Bilindiği gibi Akdeniz en­demiği olan ve Akdeniz ekosiste­mi için anahtar tür olan Psodonia ocenica ve birçok tür için habitat oluşturmakta ve bugün birçok teh­dit ile karşı karşıya bulunmakta­dır. Bu tehditlerin başında habitat kaybı gelmektedir. Deniz Çayır­larının Mersin Körfezi’ndeki son sığınağı durumunda olan Aydın­cık denizalanı bu tür açısından ve dolayısı ile deniz ekosistemi için çok önem arz etmektedir.

Bu tü­rün alandaki varlığını tehdit etme potansiyeli bulunan tüm insan kö­kenli faaliyetlerin izlenmesi ge­rekir. Balık çiftliklerinin Mersin sahillerinde kurulmasının uygun olmadığı düşüncesinde olduğu­muzu, yapıldığı takdirde ileride önlenmesi mümkün olmayan so­runlara neden olacağını, bu şekil­de kurulması planlanan balık çift­liklerine karşı olduğumuzu belirt­mek isteriz” ifadesini kullandı.

Mersin Çevre Platformu yetki­lileri ise konuyla ilgili yaptığı açık­lamada “Balık çiftliklerinin Mer­sin turizmine ve insan sağlığına vereceği zararlardan dolayı karşı­yız. Bölgemizde kurulması planla­nan Balık çiftliklerinde kullanıla­cak çeşitli kimyasallar, ilaçlar, an­tibiyotikler, GDO’lu yemler ve ölü balıklar, denizimizi çöplüğe dö­nüştürecektir.

Hazırlanan ÇED Raporu, ÇED kanunu ve yönetme­liklere ve ayrıca ülkemizin taraf olduğu Uluslararası Bern, Barse­lona ve CITES Sözleşmelerine ve Uluslararası Doğayı Koruma Birli­ğine (IUCN) aykırı olup kurulması planlanan balık çiftliği kamu kay­naklarımızı zarara uğratacaktır. Bölgemizde turizmi ve insan sağlı­ğını olumsuz etkileyecektir” dedi.

“Denizalan planlamasını öneriyoruz”

 Ortadoğu Teknik Üniversitesi (ODTÜ) Deniz Bilimleri Enstitüsü Müdürü ve ODTÜ İklim Merkezi Müdürü Profesör Doktor Barış Salihoğlu, denizlerin sürdürülebilir hatta ekosisteme dayalı çözümler üreterek kullanılması gerektiğini dile getirerek konuşmasını şöyle sürdürdü: “Deniz ekosistemleri hassas ekosisteme verilen bir zarardır.
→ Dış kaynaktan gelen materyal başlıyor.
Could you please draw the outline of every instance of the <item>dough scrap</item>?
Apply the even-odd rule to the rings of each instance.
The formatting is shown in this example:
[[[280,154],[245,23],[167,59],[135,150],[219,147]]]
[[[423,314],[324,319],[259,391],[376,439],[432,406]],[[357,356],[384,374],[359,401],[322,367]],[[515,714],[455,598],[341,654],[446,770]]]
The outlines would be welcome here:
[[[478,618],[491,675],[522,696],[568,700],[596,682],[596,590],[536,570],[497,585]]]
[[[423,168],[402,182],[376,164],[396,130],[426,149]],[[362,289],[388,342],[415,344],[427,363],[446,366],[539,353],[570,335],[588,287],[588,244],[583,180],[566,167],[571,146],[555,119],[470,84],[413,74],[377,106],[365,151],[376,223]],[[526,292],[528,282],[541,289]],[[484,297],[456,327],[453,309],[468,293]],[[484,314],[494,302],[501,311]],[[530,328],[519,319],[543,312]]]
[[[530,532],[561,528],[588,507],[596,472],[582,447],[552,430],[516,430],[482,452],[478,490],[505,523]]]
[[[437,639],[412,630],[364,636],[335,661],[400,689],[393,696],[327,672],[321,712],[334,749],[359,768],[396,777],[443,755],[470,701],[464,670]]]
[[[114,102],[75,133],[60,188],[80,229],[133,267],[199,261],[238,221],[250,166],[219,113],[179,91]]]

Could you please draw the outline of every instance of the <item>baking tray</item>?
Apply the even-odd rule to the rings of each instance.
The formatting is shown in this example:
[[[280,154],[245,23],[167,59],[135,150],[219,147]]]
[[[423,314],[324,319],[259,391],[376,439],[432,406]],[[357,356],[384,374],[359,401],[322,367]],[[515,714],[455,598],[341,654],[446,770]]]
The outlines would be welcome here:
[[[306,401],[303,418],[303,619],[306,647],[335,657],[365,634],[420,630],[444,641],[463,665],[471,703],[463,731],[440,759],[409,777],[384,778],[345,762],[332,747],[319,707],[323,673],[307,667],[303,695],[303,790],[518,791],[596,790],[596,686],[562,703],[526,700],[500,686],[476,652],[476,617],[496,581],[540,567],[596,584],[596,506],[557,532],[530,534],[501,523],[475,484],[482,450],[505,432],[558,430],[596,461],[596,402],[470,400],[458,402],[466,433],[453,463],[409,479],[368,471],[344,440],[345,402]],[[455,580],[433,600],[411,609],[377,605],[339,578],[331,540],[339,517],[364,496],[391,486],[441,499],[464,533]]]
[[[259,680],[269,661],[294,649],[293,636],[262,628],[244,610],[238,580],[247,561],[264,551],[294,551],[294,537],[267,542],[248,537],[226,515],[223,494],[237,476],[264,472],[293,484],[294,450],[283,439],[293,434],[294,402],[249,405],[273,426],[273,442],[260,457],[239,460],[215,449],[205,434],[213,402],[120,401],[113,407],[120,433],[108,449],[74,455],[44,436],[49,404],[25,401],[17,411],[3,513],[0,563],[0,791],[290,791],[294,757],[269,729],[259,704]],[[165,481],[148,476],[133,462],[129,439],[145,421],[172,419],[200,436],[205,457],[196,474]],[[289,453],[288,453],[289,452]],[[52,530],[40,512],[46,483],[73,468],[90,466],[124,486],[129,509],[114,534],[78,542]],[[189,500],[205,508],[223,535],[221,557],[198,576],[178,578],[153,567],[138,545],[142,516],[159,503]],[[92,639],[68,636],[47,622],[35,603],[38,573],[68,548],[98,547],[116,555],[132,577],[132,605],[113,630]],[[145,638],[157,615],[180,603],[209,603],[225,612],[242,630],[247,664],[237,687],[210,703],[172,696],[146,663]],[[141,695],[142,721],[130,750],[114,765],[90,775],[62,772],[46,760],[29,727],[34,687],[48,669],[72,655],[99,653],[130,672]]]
Hem ekonomiyi hem de insan sağlığını etkileyebiliyor. Balık çiftliklerini de biz bu kapsamda ele alıyoruz. Çevresel sorumluluk tabi ki burada öncelikli olmalı.

Balıkçılık faaliyetleri, ekosistemi çok yıpratmakta özellikle trol avcılığı gibi avcılık yöntemleri ekosisteme çok ciddi zarar vermekte. Dolayısıyla bir geçiş ekonomisi olarak balık çiftlikleri tercih edilebilir. Balık çiftliklerinde suyun kalitesi, suda kirlenme ya da biyoçeşitlilik kaybı ya da yetiştirilen hayvanların sağlığı ve hayvanların da uygun ortamlarda yetiştirilebilmesi gibi konulara çok dikkat edilmesi gerekiyor. Dolayısıyla çok iyi bir planlama yapılması lazım. Planlama en azından diğer sektörlerle çatışmayı da azaltır.

Çünkü balık çiftlikleri ile ilgili çeşitli kaygılar var. Toplumun, turizm ve ulaştırma sektörünün kaygıları var. Bunların olmaması için iyi bir planlama yapılması gerekiyor. Biz bunun için Denizalan Planlamasını öneriyoruz. Şu anda verilen izinler, yapılan planlamalar genelde tek bir sektör üzerinden gitmekte tüm sektörlerin birbiriyle ilişkisi ve ekosistemle olan ilişkileri genel büyük ölçekle ele alınmamaktadır. Bunların ele alınarak bir planlama yapılması gerekiyor. Buna da sürdürülebilir mavi ekonomi ilkesine dayalı ve iklim değişimini de olumlu yönde destekleyecek bir planlama, buna da Denizalan Planlaması denmekte. Bunun muhakkak bizim kıyılarımızda uygulanması gerekiyor.”